I recently moved into a new home in Kitchener and started building community out of necessity. 

If you have read my past blog about vulnerability you will know that I believe personal vulnerability to be an important aspect of building community.  This past week I got a first-hand experience of the need for vulnerability to build community.

We had just moved in and did not have internet or a printer (we still don’t).  I was leading a session for a youth conference the next day and had no way to access or print the proposed lesson plan.  I thus departed in search of the local library hoping that it did not close at a logical time such as 5:00 or 6:00. 

Lost in the new area of town I asked a man for directions.  We were both headed the same direction and I struck up a conversation with him.  He was a Cameroonian man who had just found a house to rent in Kitchener (a huge step up from the shelter in Cambridge he was staying in).  To my surprise we even knew someone in common.  He told me his new address and invited me to come visit sometime in the upcoming weeks (I have yet to do this but will relay the experience when it happens). 

The library, as it should be at 7:00 PM, was closed.  So, barely even knowing the subject of the lesson the next morning, I began to think of other options.  I had met only one couple (in passing) on my street so far.  So I mustered all my vulnerability and walked over, knocked on their door and asked to borrow their printer.  After hearing my plight she was very gracious and invited me in and set me up in her office to allow me to print a 20 page document.

We connected really well and I am very glad to have a neighbour like her.  Earlier, I had, without a doubt in my mind, assumed my first act of community in my new neighbourhood would be through giving rather than receiving.  I guess I needed to learn a little vulnerability myself.



Hi Eli,

Thanks for sharing about this vulnerable situation.
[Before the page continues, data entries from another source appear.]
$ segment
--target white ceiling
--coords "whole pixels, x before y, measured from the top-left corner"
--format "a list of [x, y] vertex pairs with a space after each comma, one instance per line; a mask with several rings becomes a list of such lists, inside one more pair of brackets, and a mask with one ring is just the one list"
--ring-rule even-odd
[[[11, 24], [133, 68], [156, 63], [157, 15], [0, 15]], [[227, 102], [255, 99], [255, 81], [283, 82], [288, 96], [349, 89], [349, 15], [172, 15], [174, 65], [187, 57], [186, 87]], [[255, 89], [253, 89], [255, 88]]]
This situation which seemed problematic, provided a great opportunity to get to know your neighbor. It got me thinking about my neighborhood- how would I respond if someone came to my door asking to print something. I think I would be so glad at the opportunity to help and to get to know them better (my husband and I just moved into a new neighborhood- so, we still have far to go in getting to know who our neighbors are). This also got me thinking about how many household things we could share with our neighbors- we all don't need our own: lawn mower, laundry machine, iron, etc. This would increase our contact with each other.

Looking forward to hearing about your meeting with the Cameroonina man- do keep us posted!